シキボウ/紡績技術で機能素材/「デュアルアクション」が進化

2011年04月15日 (金曜日)

 シキボウは、紡績技術による機能素材の開発と提案を強化している。このほど開催した素材展示会でも新素材として戦略綿素材「デュアルアクション」の進化版を披露。超強撚精紡による接触冷感生地「デュアルアクションクール」などが高い評価を得た。

 今回の展示会では新素材として超強撚糸使い「デュアルアクションクール」を発表した。デュアルアクション用原糸の特徴である特殊精紡交撚段階で超強撚にすることで、70双級で撚り係数8・5を実現。通常の強撚糸加工では例のないレベルだ。超強撚糸による接触冷感が特徴で、検査機関の試験で効果も確認済み。シキボウによると、今夏の電力不足と節電ニーズを背景に「関東圏を中心に引き合いが急増しており、実際の生産も始まっている」という。

 生地表情の面でも撚りの工夫で新しい表現に取り組む。新たに開発した「デュアルアクションスイング」は異番手の特殊精紡交撚糸を使用した。均一ななかにきれいな凹凸感の表現など独特の生地表情を作り上げる。また、S撚り糸とZ撚り糸の双糸使い「リバースツイスト」も糸がSZ双糸による強撚と解撚のメカニズムが同時に作用することで独特の生地表情を可能にしている。同社では「撚り係数、番手などの組み合わせで、まだまだ無限の可能性がある」(戦略素材企画推進室の国司正三顧問)と話す。

 そのほか、村田機械の特殊渦流精紡機「ボルテックス」による綿糸「STS」も進化。現在、綿100%で80双糸まで生産が可能になっており、コート地用高密度織物への展開を進める。

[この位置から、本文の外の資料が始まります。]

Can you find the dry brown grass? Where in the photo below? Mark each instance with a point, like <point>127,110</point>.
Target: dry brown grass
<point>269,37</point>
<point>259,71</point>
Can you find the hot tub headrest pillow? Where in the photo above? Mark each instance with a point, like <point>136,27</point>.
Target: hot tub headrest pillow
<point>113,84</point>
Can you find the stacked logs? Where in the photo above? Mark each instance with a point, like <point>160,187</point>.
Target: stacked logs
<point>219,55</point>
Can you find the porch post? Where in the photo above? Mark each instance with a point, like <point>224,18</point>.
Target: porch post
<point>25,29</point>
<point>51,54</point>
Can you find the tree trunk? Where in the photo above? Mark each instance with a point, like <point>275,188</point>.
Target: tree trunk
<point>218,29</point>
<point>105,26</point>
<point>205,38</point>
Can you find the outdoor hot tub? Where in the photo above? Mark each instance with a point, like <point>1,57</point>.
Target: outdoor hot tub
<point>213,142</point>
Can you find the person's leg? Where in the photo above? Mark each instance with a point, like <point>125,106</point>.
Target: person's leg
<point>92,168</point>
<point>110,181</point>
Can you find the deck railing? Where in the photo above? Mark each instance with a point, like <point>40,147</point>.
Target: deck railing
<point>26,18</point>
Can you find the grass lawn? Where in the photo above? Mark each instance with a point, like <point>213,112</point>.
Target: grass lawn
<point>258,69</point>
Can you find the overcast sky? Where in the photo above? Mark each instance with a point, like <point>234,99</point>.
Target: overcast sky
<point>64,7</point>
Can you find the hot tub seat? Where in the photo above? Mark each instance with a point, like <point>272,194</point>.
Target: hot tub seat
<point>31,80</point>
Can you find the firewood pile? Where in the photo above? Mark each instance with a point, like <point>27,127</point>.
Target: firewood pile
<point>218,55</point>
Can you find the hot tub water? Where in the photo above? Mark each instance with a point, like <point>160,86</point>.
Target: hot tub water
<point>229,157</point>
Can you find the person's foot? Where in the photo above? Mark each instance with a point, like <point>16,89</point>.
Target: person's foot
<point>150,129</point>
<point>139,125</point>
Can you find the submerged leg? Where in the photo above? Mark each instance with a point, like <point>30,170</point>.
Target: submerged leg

洗い加工などを施すことで、通常のリング精紡糸とは異なる風合いが可能になるため、大手アパレルの関心も高い。こちらも展示会で提案した。

 これら新素材を披露する素材展示会は、今日15日までシキボウ本社(大阪市中央区)で開催する。19日から22日までは、同社東京支店(東京都中央区)で東京展を開催する。